The captain bored of the topic. “If you can fetch five other able men by the end of the week to ship out with you, you can increase your rate of pay. No Irish, ’course. Well, those are all the terms. But heaven as my witness, you won’t be back.”

“Pardon me, sir?”

Beal stared at him. “I don’t know what you are, boy. You’re not a sailor.”

“I can learn,” Marcus insisted, as though he really were planning to go to sea.

“Aye, you can
learn
to sail but you’ll never be a sailor. True seamen won’t sail next to a man who is not like them; they can smell the difference. You have milk and water running through your blood. You’d be thrown into Davy Jones’s locker, you and your luggage, too.” Beal laughed harshly at his joke.

Marcus stiffened as if readying a protest. He realized how intently he had been gripping the compass and that the captain had noticed.

“Tell me why you’ve really come, boy,” growled Beal. “Speak, but speak advisedly! I wouldn’t trust you or your father with the simplest rigging on board.”

Marcus threw the compass down to the floor, smashing the glass case.
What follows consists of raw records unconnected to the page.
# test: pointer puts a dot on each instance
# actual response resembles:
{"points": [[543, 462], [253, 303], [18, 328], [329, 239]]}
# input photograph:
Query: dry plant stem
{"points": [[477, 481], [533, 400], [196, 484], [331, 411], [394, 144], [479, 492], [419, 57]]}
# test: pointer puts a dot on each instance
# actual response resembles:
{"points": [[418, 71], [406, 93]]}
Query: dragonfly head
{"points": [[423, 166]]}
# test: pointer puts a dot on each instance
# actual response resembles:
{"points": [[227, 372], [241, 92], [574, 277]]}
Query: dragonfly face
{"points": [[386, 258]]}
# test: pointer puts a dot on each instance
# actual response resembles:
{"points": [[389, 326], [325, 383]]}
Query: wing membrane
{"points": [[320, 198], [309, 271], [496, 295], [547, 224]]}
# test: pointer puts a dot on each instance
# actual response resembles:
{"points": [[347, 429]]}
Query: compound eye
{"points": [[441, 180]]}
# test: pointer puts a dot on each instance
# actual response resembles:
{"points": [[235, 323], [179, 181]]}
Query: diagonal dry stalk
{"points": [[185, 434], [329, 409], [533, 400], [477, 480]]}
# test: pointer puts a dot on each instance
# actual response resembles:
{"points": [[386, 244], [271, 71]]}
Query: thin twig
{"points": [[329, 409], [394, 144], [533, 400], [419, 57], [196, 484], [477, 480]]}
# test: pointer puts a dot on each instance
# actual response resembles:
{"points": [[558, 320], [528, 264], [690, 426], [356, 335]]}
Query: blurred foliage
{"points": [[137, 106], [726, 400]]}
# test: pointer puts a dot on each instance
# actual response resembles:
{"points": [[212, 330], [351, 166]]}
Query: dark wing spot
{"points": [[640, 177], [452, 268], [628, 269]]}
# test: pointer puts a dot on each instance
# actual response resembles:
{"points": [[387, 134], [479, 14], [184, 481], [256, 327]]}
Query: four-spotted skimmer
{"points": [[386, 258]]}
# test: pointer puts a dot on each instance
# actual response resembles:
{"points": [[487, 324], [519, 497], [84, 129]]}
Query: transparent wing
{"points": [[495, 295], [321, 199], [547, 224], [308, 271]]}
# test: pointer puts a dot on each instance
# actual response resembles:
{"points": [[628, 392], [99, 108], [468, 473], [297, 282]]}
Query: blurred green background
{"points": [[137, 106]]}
Beal did not flinch, a silent grin fixing itself on his face, as though finally satisfied with his visitor.

“Maybe you could manage the sea, after all,” said the captain. “If they allow it.”

“If who allows it? Your crew?”

“No. Those demons who have you tied up in knots.”

Marcus turned his back to him and hurried out without another word. He found himself walking and walking along the water’s edge aimlessly, as if trying to escape the captain’s stinging voice. He went through less familiar parts of the harbor, but he did not mind feeling lost while he mastered his emotions. Then through the heavy weather he spotted Agnes Turner.